Después de siete años de espera, finalmente se adjudicó a principios de marzo la licitación para el nuevo Hospital del Niño, otra obra que Varela no honró y que Martinellí quiso desbaratar con la peregrina idea de construir enfrente la torre financiera (de ingrata recordación como “Tusa” financiera). Ese proyecto se lo tumbamos “cuatro gatos”, como se ufanaba diciendo, creando conciencia en la población del daño que haría en el entorno donde pretendía erigirse.

De la misma forma, de haberse terminado con las obras del Centro de Convenciones Amador nos permitiría tener otro centro de acopio para las labores que se están llevando a cabo en ATLAPA (para ensamblar las bolsas de comidas a las familias que necesitan). Los que hemos estado en el ramo de la construcción sabemos que una obra en gris, o dejada a la inercia, cuesta mucho más. Hoy día, esas construcciones abandonadas a medio camino deben estar costando el doble, tomando en cuenta las condiciones de la fianza de cumplimiento.
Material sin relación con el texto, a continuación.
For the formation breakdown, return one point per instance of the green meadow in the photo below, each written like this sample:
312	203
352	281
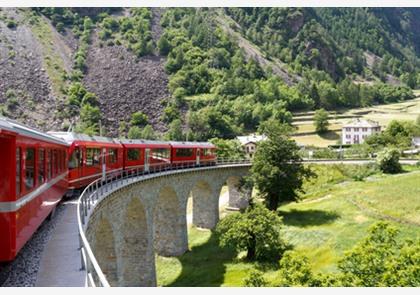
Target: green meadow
330	218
Estoy lejos de defender la gestión Martinelli-Varela, todos conocen mi abierta oposición al primero desde que era candidato, porque conozco su trayectoria empresarial y personal. No en balde estuve entre los pinchados por su obsesión de conocer lo que decían de él. También saben que no apoyé la gestión Varela. Como decía Domplín, en su escuchado programa, que él le tenía más miedo a este último que al Loco, y no se equivocó.
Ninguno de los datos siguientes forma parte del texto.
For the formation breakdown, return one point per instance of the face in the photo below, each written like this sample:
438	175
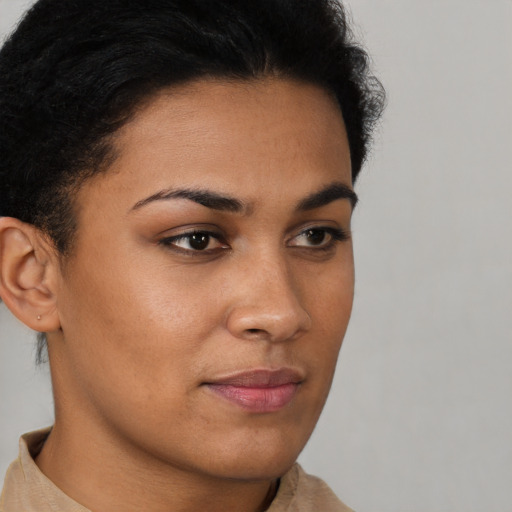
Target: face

Lamentablemente, el karma de las malas gestiones de estos dos empresarios jugando a políticos, y el último quinquenio, enfocado en vengarse de quien fuera su “socio” del 2009 al 2011, lo estamos pagando todos ahora, por falta de una política de salud coherente, donde ha prevalecido la segmentación y fragmentación del sistema de salud, la duplicidad, el despilfarro y todo lo que eso deja para que penetre la corrupción.

A diario nos sentamos a ver la conferencia de prensa que brindan, en armónica colaboración, las autoridades del Ministerio de Salud, la Caja de Seguro Social, los estamentos de seguridad, y otras entidades involucradas, con la esperanza de que nos digan que estamos superando la pandemia. Urge la transformación del sistema de salud, avanzando hacia una efectiva coordinación entre los sectores públicos y privados que lo conforman.
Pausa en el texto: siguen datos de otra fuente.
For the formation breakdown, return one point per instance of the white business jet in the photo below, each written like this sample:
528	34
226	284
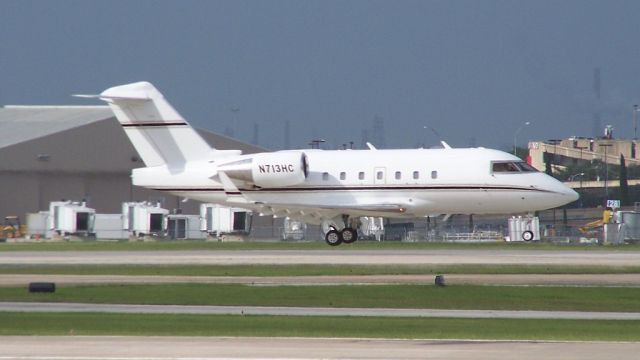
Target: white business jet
333	188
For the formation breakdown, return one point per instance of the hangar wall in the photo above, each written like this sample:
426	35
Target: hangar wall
91	161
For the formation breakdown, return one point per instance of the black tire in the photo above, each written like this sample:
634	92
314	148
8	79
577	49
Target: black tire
349	235
333	238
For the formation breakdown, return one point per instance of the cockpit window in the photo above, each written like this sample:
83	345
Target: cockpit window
511	167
Una muestra de que uniendo fuerzas se sale adelante, y con éxito, es la reciente entrega al presidente Cortizo del hospital modular “Panamá Solidario” que se levantó en Albrook en menos de 30 días. Con una capacidad de 100 camas y destinado a atender a los pacientes en estado grave, contará con la tecnología de punta que merece la coyuntura actual. Es temporal y está ubicado en un terreno cedido por seis meses. El Ministerio de Obras Públicas, con esta ejecución, demuestra que no solo está para hacer calles, reparar huecos (aunque aún faltan muchos, porque el ministro anterior no se desplazaba en auto) o contratar grandes proyectos de infraestructura.

Saquemos ánimo de donde no tengamos, porque esta cuarentena nos tiene agobiados, estresados y crispados, para unirnos a la solidaridad que demostraron los cantantes que nos regalaron el inolvidable concierto del domingo pasado.